A long, narrow island, generously serviced
North of Rock Sound, the anchorages multiply: South Palmetto Point, Governors Harbor, Hatchet Bay, Spanish Wells. None are far from any other, which is what makes the leg unusually relaxed by Bahamian standards. Spanish Wells alone deserves several days of exploration for its history, its small streets, and the texture of a community that grew up around the sea.
Eleuthera and its surrounding cays carry 210 miles of clean, attractive coastline — a long main island with a handful of villages, four cays of its own, and the Windermere group to the east.

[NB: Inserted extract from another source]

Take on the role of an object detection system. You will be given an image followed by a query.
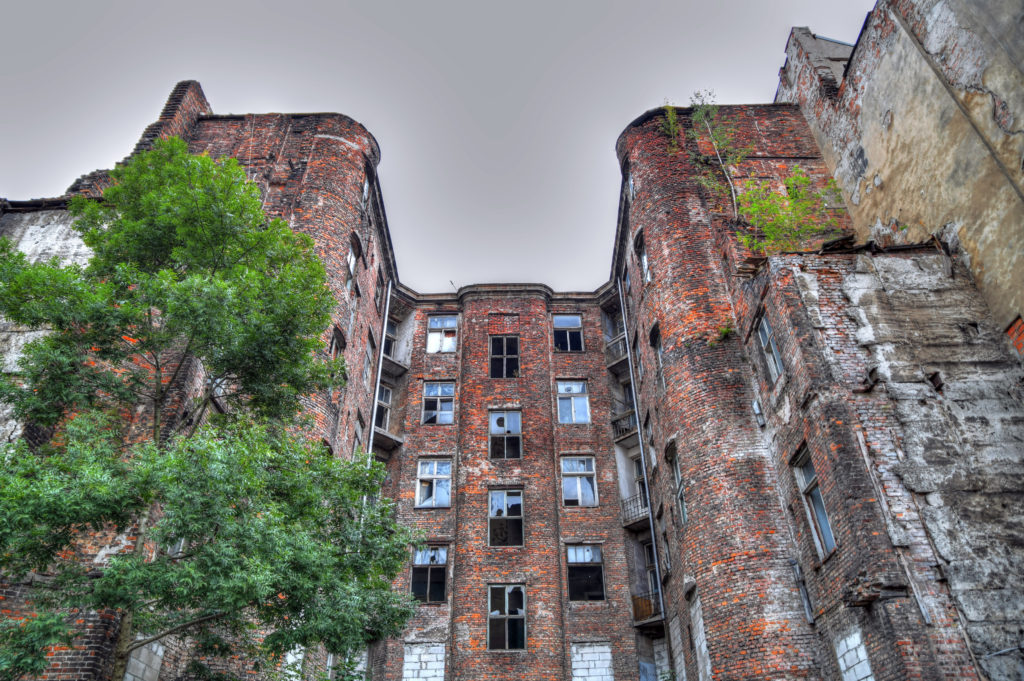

Harbour Island, literally pink
Harbour Island is a key attraction along Eleuthera's eastern approach, but its best-known destination is Pink Sands Beach — where the sand is, by oxide content rather than rumour, pink. It is the kind of small geographical fact that proves more interesting in person than in description.
Beyond the headline, the inner parts of Eleuthera reward overland exploration. Roads cut through villages and along low ridges; locals are accessible and conversation is easy; full‑service marinas and resorts coexist with stretches of coastline where a boat can anchor undisturbed.
Beginning the return
From Eleuthera's northern tip, the route turns west‑northwest back to the northern end of the Berry Islands — a stop for provisions, and the formal beginning of the run home. From there, depending on the cruiser's preference and the boat's range, the choice is either a direct push to the Florida coast, or a final pause in Bimini for an extra day or two before crossing the Gulf Stream.
Most owners, on returning, find the second option harder to refuse than expected. The fortnight is structured to end where it began — at the threshold — and the discipline of the route is to leave both ends with an extra day in hand.
Five archipelagos in fourteen days — and a route that refuses, in the end, to be confused with anywhere else.